Her new life in Canada is filled with new experiences and exciting opportunities, which she openly welcomes with “the knowledge that [she has] a sound and solid foundation from [her] education and experience in the Philippines. With this strength, [she] evolved into a better clinician with a newfound confidence in [her] abilities.”
Pinay and Proud
“When we came to Canada we did not have family here,” Rowena recalls. “Now, my brother and his family as well as my cousins are here.

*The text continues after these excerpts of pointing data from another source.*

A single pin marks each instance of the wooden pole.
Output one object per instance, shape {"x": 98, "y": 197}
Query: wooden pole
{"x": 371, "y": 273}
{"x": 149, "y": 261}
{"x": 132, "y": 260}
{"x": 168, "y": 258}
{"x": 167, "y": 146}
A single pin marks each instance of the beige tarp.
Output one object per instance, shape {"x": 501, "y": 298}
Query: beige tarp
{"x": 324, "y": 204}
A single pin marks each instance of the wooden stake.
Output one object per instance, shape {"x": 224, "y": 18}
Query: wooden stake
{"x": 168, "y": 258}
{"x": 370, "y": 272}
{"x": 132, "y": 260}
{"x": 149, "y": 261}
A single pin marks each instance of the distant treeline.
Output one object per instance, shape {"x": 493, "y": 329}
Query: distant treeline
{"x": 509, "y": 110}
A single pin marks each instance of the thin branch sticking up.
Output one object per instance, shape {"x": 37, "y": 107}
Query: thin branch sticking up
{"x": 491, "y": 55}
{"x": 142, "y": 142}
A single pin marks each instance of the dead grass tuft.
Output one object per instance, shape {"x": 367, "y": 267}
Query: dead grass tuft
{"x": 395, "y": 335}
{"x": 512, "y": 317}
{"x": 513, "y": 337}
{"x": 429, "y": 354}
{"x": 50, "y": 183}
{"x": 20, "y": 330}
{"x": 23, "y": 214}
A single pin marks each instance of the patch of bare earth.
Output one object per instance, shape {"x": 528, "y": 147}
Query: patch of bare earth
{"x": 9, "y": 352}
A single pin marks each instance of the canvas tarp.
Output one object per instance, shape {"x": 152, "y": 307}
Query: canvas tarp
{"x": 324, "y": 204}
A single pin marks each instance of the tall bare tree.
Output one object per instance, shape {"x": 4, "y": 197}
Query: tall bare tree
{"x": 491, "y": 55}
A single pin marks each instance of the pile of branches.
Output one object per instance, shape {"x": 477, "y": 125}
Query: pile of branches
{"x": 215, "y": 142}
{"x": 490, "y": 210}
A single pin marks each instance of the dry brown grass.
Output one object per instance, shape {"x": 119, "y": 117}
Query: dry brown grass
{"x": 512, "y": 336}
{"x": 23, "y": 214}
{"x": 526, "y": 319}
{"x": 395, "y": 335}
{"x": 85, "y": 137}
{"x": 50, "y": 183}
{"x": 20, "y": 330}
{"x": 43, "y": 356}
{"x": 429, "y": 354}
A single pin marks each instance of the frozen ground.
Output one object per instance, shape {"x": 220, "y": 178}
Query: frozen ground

We keep in touch on a regular basis with “fam-jams” as this is a way of keeping our heritage and legacy alive for the next generation.”
Rowena explains that their ‘fam-jams’ often include stories about the way of life in the Philippines, delicious Filipino food, “and anything related to Philippine life to broaden the young generation’s understanding and appreciation of [the Filipino] heritage.”

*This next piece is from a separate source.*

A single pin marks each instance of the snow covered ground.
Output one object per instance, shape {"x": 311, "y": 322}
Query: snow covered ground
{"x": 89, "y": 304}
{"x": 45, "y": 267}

“We are proud to share with Canadians who appreciate the unique taste of Filipino cuisine,” she shared.
Rowena and her husband also frequent Filipino festivals organized by Filipino communities “as a way of showing [their] support and solidarity with kababayans.” She adds, “We have widened our circle of friends with Filipino-Canadians who have enriched our lives and who have kept us connected with the wider Filipino-Canadian community.”

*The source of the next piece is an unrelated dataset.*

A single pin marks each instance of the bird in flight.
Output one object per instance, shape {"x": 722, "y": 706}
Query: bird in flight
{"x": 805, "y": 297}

At work, Rowena continues to exhibit the values her parents taught her, as well as her general upbringing in the Philippines.
She says, “With my Filipino background and heritage, I was able to relate well with an international audience that had similar cultural and social background… This job has given me the chance to be involved in global health care. I had the opportunity to share my knowledge with other healthcare providers in Qatar as a Subject Matter Expert and Clinical Instructor under Sickkids International.”
“My job as paediatric RN in the Critical Care Unit (CCU) has given me the opportunity to take care of the ‘sickest of the sick.’ It is a demanding and stressful job, but the rewards are immeasurable,” she said. “Telling parents that I will be taking care of their child comes with an enormous responsibility that I do not take lightly. Whatever the outcome of their child’s stay in the CCU, they leave knowing that their child received the very best of care.”
After 22 years, Rowena says, “Canada has given me a home away from home.”
She continues, “Moving here has widened my perspective of life, exposed me to cultures that enriched my adult life, provided the social milieu that made me grow as a person, and affirmed my belief that there is goodness in every one. The generosity of Canadians to the less fortunate never fails to move me and encourages me to be as altruistic and selfless.”
For those who are thinking of moving to Canada for good, or for those who just arrived at the Great White North in search of a better life for themselves and their families, Rowena has a few words of wisdom.
“It is easy to forget or compromise your values when you are trying to integrate into a new society, [but] you should remain strong and steadfast in holding on to those values inculcated in you by your parents and family,” Rowena points out, adding that a strong faith in whatever religion you have, and values like loyalty, fidelity, selfless devotion to family, strong work ethics, and respect are all important traits to have when making a new life—anywhere.
“Your brain or mind should be like a sponge—absorb everything—but at the same time be like a sieve so you can filter out that which makes you less,” she says about work, explaining that setting a career goal for yourself will also be helpful to keep you on track and not be overwhelmed with all the changes.
“Be ambitious but temper it with realism and common sense… Perseverance is a key to success. Do not throw in the towel at the first sign of failure… Take risks but do so responsibly… Lastly, remind yourself that you are a Filipino and a Canadian and with that in mind you are already truly a success.”